Horniman’s Choice: The Price of Coal, Night Watches, The Old Testament and the New, Lonesome Like

Harold Brighouse, Stanley Houghton and Allan Monkhouse
Ine Van Riet in association with Neil McPherson for the Finborough Theatre
Finborough Theatre

Horniman's Choice

These four one-act plays were all presented by Annie Horniman at the Gaiety Theatre, Manchester, where after dissociating herself from the Abbey Theatre in Dublin she set up the UK’s first regional repertory company.

Horniman mounted more than 200 plays, half of them premières, in the decade before the company disbanded. She encouraged local dramatists to write about real life: the life they themselves knew, not the society drawing rooms seen on West End stages.

These three dramatists were leading lights of what became known as the ”Manchester School” but, apart from Brighouse’s Hobson’s Choice, their work is rarely seen today. It is more than 90 years since these plays had professional productions in London. The Finborough has previously staged revivals of Houghton’s Hindle Wakes and Brighouse’s The Northerners. Now it offers a rare opportunity to see some of their one-act plays.

Each of these short plays presents a concentrated picture of a particular situation. There are the women of a mining community when a colliery accident takes place, wounded soldiers in a Red Cross hospital, a strict religious father and a daughter he disowns over a relationship outside marriage and the plight of a elderly woman weaver about to go to the workhouse.

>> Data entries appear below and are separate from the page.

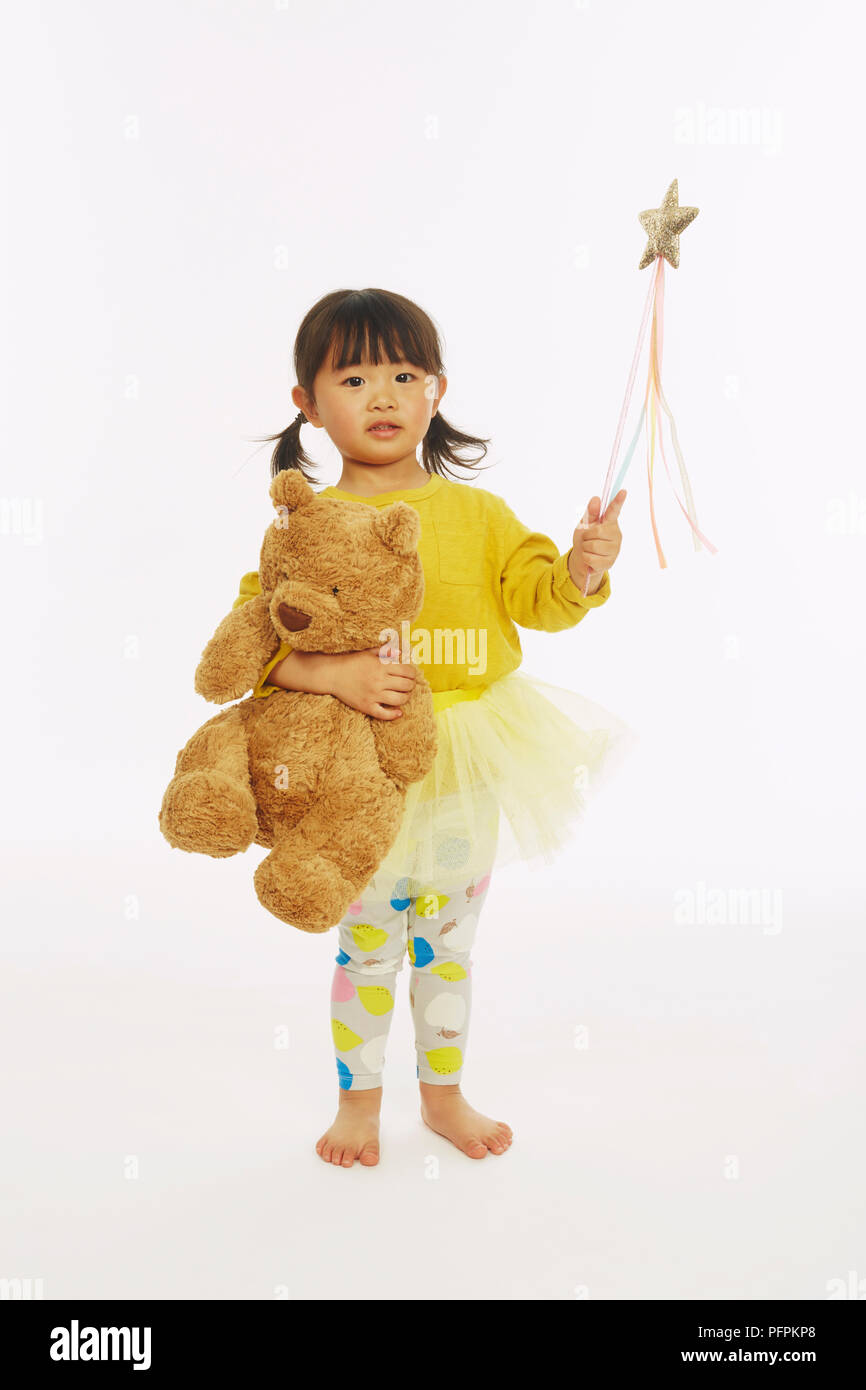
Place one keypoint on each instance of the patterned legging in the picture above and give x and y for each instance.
(438, 927)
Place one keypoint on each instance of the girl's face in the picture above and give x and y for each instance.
(350, 401)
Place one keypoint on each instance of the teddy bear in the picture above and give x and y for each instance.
(317, 783)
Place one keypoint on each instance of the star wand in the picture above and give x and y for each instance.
(662, 225)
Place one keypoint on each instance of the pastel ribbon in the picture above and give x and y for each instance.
(654, 396)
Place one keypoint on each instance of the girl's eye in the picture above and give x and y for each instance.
(360, 378)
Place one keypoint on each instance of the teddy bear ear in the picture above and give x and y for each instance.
(398, 527)
(291, 489)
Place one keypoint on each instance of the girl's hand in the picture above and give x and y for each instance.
(371, 681)
(597, 542)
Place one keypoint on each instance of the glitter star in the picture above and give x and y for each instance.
(663, 225)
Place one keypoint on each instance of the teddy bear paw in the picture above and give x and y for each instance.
(313, 898)
(209, 813)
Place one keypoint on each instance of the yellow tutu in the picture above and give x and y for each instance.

Such settings no longer seem so surprising and a staging within the set of the week’s other production with which they play in repertoire does not allow the detailed realism that would emphasise their setting but they still stand out as presenting something different. Though too short for much development, each compact story has its point to make.

In Brighouse’s The Price of Coal, the miner’s superstitious but stoical mother declares “Theer’s wimmin as pays for their col wi’ brass… We pays wi’ the lives o’ men.” In his Lonesome Like, a young neighbour helps a woman with crippled hands pack up her few remaining things while churchmen offer platitudes.

They present a tragic working class but both have a strain of humour, one in the relationship between the mother and her niece, the other in the naivety of lonely engineer Sam (gently played by Lewis Maiella) in his unwanted wooing of already promised Emma (Hannah Edwards, charming as both these lively young women) and the surprising proposal he makes to Ursula Mohan’s moving old Sarah.

In Night Watches, a nurse hands over her ward to a new night orderly. He is comically nervous compared with the efficient female and James Holmes signals his insecurity with a fussy campness. He has to cope with two soldiers in a side ward, one apparently deaf and speechless, who don’t trust each other. Monkhouse, writing during World War One, is making a point about understanding war’s effects. The play was published in 1916 but does not appear to have been staged during it.

Houghton’s The Old Testament and the New boldly criticises religious dogmatism, setting Old Testament harshness against New Testament forgiveness in the reactions of the stern father (James Holmes) and loving mother (Jemma Churchill) of daughter Mary (Hannah Edwards) returning penniless after the death of her lover. Will former suitor (Graham O’Mara) still want to marry her? The other plays have happy endings but this one is unflinching—it must really have upset the pseudo-pious when originally presented.

Perhaps the social criticism inherent in these plays is now not needed; one hopes their points have all been made long ago. Director Anna Marsland nevertheless ensures they are made clearly. Her unfussy production focuses attention on the actors. This isn’t Brecht and these plays may succeed today according to how much an audience can believe in and identify with their characters. In some roles, these players still have room for development but where they succeed they do give these plays contemporary relevance.

Set against today’s political agendas, they may seem slight pieces that don’t dig deeply or expose reasons but they are still a reminder that we don’t do enough to understand the lives of other people.

Horniman's Choice plays on Sunday and Monday evenings and Tuesday matinées only.